Marion gave birth to a boy and was immediately taken by ambulance to Bessborough Mother & Baby Home.
She said: “I was incapable of walking or talking, I could hardly see my eyes were red.
“I knew then he was going to be taken, but I didn’t realise that once the doors of the ambulance were opened a nun would be there with her arms open to take my child."
Teenager Marion did not see her son again – for years.
He was adopted and Marion’s family a few days later brought her home from Bessborough.
“It was just a very cold time in my life. I was naive, I actually thought I was going to have a baby by the end of it,” she recalled.
What Marion had gone through was not spoken about in the family home, and in the years that followed she struggled to cope with the tragic experience and turned to alcohol.

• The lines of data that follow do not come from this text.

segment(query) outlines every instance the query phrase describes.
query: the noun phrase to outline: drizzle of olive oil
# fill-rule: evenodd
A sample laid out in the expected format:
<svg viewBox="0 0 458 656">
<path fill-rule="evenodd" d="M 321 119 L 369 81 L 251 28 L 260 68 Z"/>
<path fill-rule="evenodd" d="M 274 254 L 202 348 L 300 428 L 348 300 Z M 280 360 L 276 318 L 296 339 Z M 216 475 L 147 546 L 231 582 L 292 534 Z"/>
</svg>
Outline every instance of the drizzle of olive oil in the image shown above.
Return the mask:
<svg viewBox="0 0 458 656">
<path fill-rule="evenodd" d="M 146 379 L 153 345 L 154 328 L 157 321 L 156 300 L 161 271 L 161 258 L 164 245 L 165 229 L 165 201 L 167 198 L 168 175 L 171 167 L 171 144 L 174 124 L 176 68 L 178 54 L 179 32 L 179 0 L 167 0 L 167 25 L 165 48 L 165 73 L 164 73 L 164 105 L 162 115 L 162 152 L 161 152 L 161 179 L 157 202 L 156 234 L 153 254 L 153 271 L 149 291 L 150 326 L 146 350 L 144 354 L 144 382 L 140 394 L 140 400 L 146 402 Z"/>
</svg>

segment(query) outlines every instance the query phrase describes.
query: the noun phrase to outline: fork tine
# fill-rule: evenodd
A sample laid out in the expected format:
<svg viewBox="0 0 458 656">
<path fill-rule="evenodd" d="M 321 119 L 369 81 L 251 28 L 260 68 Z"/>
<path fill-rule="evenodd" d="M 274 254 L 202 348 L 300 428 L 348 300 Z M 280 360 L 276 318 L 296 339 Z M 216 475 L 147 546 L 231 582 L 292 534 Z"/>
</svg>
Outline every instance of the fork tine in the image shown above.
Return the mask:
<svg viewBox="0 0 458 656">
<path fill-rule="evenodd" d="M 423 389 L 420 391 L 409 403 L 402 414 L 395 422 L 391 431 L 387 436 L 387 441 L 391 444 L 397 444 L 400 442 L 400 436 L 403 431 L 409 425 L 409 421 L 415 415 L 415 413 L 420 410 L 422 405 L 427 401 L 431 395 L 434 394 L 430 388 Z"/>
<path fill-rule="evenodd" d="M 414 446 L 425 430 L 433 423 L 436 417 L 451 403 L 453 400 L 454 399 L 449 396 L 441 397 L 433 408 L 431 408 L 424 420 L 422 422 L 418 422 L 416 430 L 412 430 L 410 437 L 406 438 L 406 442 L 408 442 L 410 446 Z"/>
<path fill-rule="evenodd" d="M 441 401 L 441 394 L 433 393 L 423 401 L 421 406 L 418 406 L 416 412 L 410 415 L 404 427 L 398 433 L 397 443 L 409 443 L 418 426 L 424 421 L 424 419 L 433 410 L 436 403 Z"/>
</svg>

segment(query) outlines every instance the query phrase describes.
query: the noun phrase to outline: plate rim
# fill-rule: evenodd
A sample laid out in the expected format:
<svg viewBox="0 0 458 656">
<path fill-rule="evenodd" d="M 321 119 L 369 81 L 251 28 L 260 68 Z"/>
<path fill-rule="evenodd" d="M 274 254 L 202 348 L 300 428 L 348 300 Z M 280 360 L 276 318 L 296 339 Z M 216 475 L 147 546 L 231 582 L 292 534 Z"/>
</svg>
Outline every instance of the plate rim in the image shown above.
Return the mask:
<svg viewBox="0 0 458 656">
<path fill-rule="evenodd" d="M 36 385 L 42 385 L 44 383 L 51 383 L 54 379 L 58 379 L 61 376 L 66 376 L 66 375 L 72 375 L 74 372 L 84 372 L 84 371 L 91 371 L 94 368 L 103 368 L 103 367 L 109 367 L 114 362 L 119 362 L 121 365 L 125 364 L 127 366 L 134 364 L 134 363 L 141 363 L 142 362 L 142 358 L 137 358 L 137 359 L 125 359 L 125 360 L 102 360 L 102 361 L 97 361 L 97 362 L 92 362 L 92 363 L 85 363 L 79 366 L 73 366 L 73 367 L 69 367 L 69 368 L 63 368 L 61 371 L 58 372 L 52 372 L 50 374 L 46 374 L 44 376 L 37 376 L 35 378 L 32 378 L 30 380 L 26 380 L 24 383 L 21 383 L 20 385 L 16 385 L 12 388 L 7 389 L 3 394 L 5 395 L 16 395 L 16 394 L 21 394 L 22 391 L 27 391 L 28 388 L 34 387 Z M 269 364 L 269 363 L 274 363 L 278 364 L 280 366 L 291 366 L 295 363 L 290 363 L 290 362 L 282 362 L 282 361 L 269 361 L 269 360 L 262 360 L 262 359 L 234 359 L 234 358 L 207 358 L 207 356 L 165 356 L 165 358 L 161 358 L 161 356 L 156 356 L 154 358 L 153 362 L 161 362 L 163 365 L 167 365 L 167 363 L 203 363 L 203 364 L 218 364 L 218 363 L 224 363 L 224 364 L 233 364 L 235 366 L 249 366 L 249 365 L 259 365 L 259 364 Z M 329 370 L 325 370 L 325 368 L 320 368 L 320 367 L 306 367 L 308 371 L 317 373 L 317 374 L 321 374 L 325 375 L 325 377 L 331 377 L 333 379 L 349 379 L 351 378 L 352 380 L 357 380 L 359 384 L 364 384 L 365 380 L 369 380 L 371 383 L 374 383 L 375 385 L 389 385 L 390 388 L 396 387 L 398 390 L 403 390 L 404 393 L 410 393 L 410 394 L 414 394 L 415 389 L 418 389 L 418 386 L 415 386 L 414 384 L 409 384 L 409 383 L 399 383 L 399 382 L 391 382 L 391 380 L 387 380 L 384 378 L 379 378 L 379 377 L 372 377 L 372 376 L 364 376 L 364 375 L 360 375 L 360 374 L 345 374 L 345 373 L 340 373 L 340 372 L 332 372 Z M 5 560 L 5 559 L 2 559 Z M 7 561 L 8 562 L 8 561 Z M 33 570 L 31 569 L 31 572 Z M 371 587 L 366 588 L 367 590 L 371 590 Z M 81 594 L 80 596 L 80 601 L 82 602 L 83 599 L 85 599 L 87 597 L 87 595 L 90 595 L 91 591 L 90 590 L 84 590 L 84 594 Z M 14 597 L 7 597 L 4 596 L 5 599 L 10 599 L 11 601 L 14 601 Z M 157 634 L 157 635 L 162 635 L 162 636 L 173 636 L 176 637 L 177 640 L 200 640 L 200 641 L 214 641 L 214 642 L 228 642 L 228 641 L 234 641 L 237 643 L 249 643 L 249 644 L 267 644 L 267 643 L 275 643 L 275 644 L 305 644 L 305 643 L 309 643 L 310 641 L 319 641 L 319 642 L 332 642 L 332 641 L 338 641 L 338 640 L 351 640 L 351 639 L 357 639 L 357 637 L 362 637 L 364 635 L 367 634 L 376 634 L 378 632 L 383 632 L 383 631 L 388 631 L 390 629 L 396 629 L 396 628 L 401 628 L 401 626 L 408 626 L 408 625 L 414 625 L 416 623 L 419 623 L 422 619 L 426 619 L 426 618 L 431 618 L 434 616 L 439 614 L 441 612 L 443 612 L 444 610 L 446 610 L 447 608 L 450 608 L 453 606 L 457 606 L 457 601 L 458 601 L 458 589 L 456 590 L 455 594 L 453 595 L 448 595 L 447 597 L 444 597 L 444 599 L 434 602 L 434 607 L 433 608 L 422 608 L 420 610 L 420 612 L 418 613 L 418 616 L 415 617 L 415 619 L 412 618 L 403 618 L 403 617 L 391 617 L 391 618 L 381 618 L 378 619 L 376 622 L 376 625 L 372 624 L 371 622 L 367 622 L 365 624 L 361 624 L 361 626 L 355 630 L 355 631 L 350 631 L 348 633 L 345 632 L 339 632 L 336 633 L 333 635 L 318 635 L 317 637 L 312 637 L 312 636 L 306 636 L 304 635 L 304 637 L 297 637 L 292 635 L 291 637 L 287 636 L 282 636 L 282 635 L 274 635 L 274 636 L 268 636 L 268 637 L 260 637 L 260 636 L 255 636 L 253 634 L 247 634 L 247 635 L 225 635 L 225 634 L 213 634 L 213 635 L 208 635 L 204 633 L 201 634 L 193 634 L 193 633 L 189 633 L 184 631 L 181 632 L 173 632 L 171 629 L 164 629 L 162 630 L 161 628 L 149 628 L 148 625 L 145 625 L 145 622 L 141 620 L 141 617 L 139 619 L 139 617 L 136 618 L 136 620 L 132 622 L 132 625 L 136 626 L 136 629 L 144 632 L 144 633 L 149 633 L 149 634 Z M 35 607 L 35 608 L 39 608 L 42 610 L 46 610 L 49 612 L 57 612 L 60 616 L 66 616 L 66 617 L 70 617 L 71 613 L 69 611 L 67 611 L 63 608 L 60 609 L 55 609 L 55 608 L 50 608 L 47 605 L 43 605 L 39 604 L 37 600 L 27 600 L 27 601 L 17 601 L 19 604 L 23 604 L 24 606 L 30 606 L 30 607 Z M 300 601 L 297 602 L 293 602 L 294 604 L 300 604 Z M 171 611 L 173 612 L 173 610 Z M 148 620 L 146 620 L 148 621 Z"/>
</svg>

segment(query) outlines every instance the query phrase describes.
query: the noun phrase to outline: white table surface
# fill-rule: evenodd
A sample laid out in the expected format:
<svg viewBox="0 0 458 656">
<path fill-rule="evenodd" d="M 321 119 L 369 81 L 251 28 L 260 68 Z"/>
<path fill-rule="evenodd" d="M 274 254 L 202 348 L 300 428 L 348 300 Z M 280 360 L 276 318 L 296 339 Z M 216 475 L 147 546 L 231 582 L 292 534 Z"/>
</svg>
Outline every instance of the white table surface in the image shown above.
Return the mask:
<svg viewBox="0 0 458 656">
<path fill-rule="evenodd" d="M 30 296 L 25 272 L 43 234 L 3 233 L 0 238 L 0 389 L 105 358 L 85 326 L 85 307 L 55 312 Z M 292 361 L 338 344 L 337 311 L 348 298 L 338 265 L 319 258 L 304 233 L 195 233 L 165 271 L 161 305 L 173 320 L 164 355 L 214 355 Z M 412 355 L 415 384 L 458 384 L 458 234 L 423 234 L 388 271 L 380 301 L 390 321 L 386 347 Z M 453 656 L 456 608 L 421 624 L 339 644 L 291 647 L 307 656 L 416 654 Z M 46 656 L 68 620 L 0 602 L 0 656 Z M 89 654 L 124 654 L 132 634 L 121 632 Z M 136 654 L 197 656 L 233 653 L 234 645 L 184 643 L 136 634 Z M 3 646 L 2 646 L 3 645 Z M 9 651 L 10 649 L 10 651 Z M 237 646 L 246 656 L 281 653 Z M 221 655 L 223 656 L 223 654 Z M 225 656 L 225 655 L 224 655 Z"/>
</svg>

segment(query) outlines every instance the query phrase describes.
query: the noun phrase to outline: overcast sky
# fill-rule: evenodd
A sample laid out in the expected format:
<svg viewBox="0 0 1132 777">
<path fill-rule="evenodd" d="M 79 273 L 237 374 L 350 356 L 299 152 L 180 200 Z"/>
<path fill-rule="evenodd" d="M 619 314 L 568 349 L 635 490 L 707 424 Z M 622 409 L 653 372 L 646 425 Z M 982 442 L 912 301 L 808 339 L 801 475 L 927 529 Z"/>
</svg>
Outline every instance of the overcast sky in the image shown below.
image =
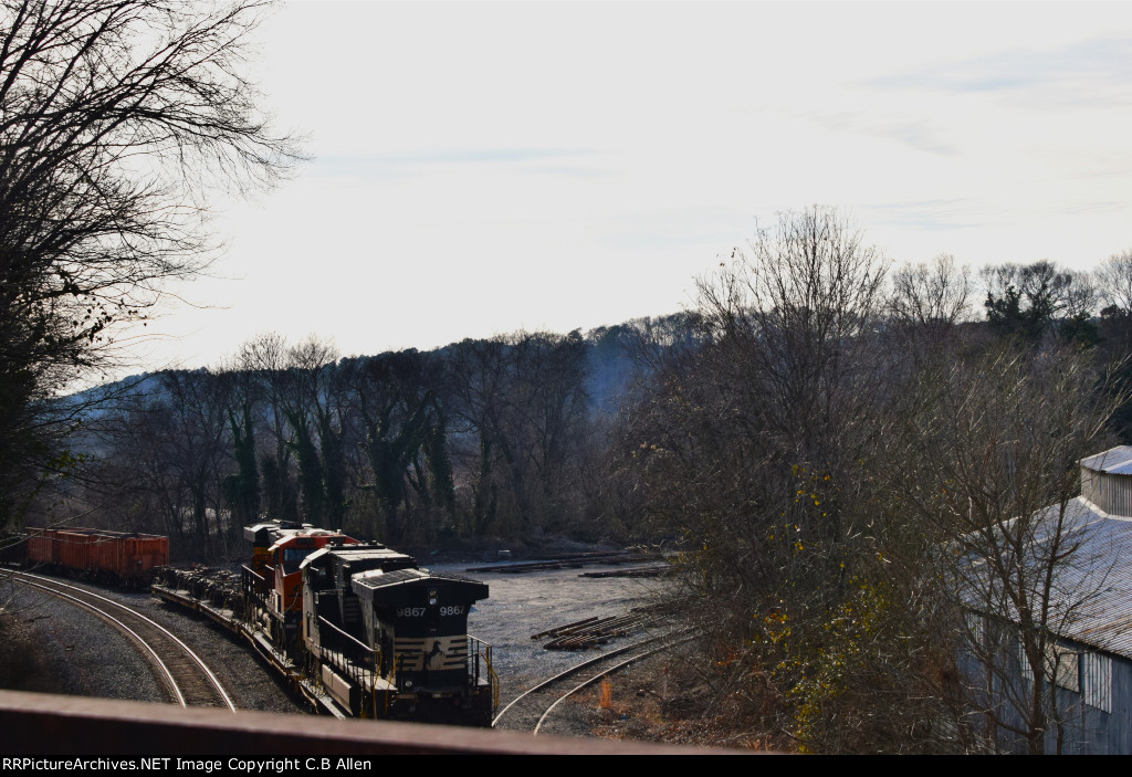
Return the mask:
<svg viewBox="0 0 1132 777">
<path fill-rule="evenodd" d="M 898 261 L 1132 248 L 1132 3 L 308 1 L 257 41 L 312 159 L 225 208 L 144 369 L 674 312 L 813 204 Z"/>
</svg>

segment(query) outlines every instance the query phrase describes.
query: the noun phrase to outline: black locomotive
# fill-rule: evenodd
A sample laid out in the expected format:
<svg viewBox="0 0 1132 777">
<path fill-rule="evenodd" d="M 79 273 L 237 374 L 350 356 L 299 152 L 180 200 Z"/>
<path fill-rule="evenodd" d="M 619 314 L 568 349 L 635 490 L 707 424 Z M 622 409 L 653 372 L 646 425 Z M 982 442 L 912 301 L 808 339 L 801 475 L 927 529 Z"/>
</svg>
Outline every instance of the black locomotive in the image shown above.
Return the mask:
<svg viewBox="0 0 1132 777">
<path fill-rule="evenodd" d="M 488 586 L 309 525 L 245 529 L 241 575 L 160 571 L 154 594 L 242 634 L 324 711 L 490 726 L 491 647 L 468 634 Z"/>
</svg>

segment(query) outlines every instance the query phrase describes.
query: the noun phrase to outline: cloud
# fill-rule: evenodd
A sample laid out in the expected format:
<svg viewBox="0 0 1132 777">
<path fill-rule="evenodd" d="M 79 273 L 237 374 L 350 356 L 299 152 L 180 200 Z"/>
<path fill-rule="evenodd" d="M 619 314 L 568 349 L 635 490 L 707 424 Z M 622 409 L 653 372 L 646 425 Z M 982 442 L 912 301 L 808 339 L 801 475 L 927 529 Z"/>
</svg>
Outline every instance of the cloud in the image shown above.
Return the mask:
<svg viewBox="0 0 1132 777">
<path fill-rule="evenodd" d="M 1024 96 L 1034 107 L 1132 102 L 1132 41 L 1094 38 L 1061 49 L 1015 49 L 941 61 L 859 81 L 882 90 Z"/>
</svg>

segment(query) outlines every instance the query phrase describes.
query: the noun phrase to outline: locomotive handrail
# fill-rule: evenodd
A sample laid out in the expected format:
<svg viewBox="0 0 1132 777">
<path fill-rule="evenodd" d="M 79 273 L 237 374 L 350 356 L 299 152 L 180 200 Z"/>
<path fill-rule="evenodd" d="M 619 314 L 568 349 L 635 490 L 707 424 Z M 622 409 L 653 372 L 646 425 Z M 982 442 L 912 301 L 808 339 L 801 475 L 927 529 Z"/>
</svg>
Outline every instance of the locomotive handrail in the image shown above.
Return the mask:
<svg viewBox="0 0 1132 777">
<path fill-rule="evenodd" d="M 354 638 L 353 636 L 346 633 L 345 631 L 343 631 L 338 627 L 334 625 L 333 623 L 331 623 L 328 620 L 326 620 L 321 615 L 318 616 L 318 621 L 320 623 L 324 623 L 324 624 L 331 627 L 331 629 L 333 629 L 337 633 L 342 634 L 343 637 L 345 637 L 350 641 L 352 641 L 355 645 L 358 645 L 358 647 L 360 647 L 363 651 L 366 651 L 368 654 L 371 654 L 375 657 L 375 661 L 376 661 L 376 663 L 374 664 L 375 668 L 370 670 L 370 668 L 367 668 L 365 666 L 359 666 L 357 662 L 350 661 L 349 658 L 345 657 L 345 654 L 342 654 L 342 658 L 341 658 L 341 661 L 338 661 L 338 655 L 337 654 L 340 651 L 338 650 L 328 650 L 328 651 L 326 651 L 326 656 L 327 656 L 327 659 L 328 659 L 327 663 L 329 663 L 332 666 L 334 666 L 334 668 L 338 670 L 340 672 L 345 673 L 350 677 L 350 680 L 353 680 L 354 682 L 357 682 L 357 683 L 359 683 L 361 685 L 374 685 L 374 684 L 376 684 L 375 681 L 376 681 L 377 673 L 378 673 L 377 667 L 380 666 L 380 653 L 377 651 L 377 650 L 374 650 L 370 647 L 368 647 L 365 642 L 359 641 L 357 638 Z"/>
<path fill-rule="evenodd" d="M 353 634 L 346 633 L 345 631 L 343 631 L 338 627 L 334 625 L 333 623 L 331 623 L 328 620 L 326 620 L 321 615 L 318 616 L 318 620 L 320 622 L 325 623 L 326 625 L 331 627 L 335 631 L 337 631 L 340 634 L 342 634 L 343 637 L 345 637 L 346 639 L 349 639 L 351 642 L 353 642 L 354 645 L 357 645 L 358 647 L 360 647 L 362 650 L 366 650 L 367 653 L 372 653 L 372 654 L 377 653 L 374 648 L 371 648 L 370 646 L 366 645 L 366 642 L 362 642 L 361 640 L 359 640 Z"/>
</svg>

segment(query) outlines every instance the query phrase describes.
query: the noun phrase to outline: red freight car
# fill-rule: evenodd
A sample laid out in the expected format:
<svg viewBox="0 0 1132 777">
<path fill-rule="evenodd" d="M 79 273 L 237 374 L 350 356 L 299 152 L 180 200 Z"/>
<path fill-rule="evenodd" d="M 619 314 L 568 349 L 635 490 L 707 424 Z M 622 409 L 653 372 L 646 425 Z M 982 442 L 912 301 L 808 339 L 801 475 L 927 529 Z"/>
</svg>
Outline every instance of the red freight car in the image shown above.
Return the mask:
<svg viewBox="0 0 1132 777">
<path fill-rule="evenodd" d="M 125 584 L 145 581 L 169 563 L 169 537 L 67 527 L 27 530 L 27 559 L 86 577 Z"/>
</svg>

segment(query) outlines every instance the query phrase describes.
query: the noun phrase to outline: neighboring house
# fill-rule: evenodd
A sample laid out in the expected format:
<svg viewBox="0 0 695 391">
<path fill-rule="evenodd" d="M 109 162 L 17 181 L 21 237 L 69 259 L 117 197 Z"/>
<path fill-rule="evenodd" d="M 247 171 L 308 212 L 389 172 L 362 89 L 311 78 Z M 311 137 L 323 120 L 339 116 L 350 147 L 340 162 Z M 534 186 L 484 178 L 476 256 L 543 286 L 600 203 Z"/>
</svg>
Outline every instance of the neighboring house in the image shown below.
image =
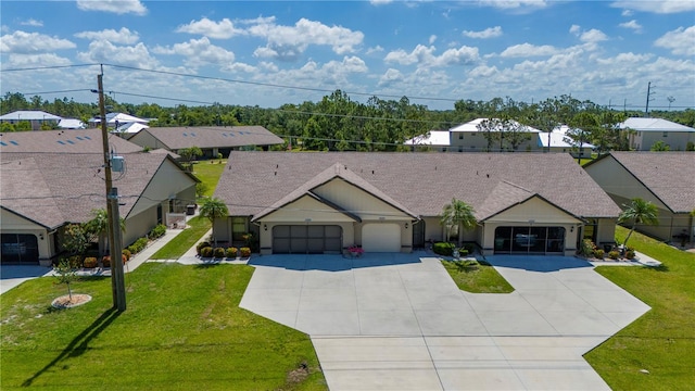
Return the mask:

She says she has no recollection of signing the initial papers authorising the adoption of her son, who she names Anthony.
Marion tracked down Anthony and met him face to face 26 years after the birth.
“He came down to Cork to meet me. I explained what happened and thought it went well even though it was very emotional.
"The second time he met me he wanted to leave me at that. I was brokenhearted and it was years and years after before we had contact again,” Marion tearfully said.
Marion went on to get married and have three children, and although she is grateful for her family which she describes as “amazing” now, she admits that she is still not over the trauma of her experience with Bessborough and her chronic alcoholism.
“It was the worst thing that ever happened me. When they say it gets worse, believe me it does. It absolutely destroyed my life.”